Begitu jelas sistem kufur yang dianut saat ini, demikian buruk dan hancur berkuasa ditengah umat, sudah saatnya beralih pada sistem Islam yang berasal dari Dzat Yang Maha Benar, yang menciptakan alam semesta, manusia dan kehidupan.
Sepanjang sejarah Islam, orang-orang kafir menikmati rasa aman yang luar biasa dalam hidup dimasa Daulah Khilafah Islam. Mereka tidak pernah sedikitpun mengalami kekerasan fisik, psikis, maupun kekerasan teologis sebagaimana yang diklaim oleh kalangan muslim liberal. Bahkan pada era kemunduran Islam, keagungan perlakuan khilafah terhadap kaum kafir tetap mengagumkan.

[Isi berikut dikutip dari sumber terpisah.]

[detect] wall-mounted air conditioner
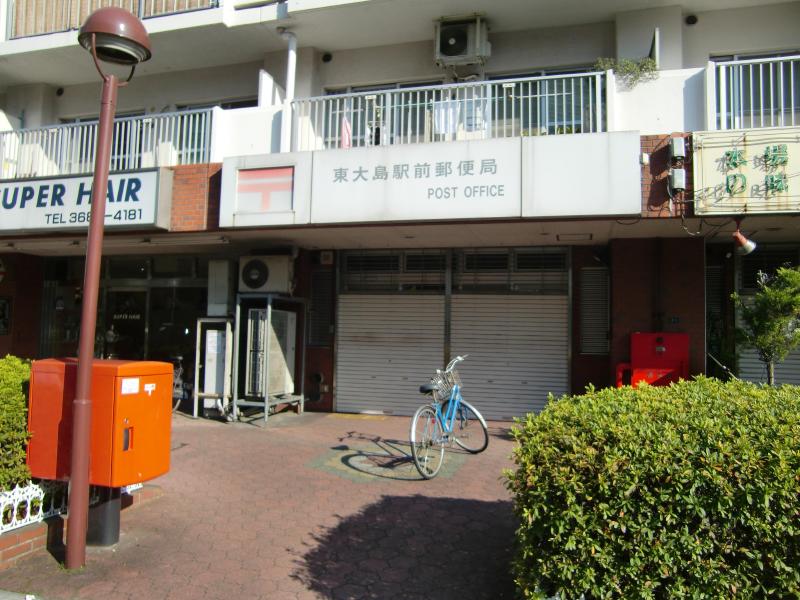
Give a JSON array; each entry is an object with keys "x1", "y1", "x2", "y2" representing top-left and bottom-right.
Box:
[
  {"x1": 433, "y1": 16, "x2": 492, "y2": 67},
  {"x1": 239, "y1": 256, "x2": 294, "y2": 293}
]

Dengan berkaca pada sejarah, bahwa pemerintah Islam yang dinamakan Daulah Khilafah Islamiyah sangat mengatur tatanan kehidupan, memberi rasa aman dan melindungi hak setiap warga negara baik muslim maupun kafir. Serta membebaskan masyarakat dari kekangan sistem kufur.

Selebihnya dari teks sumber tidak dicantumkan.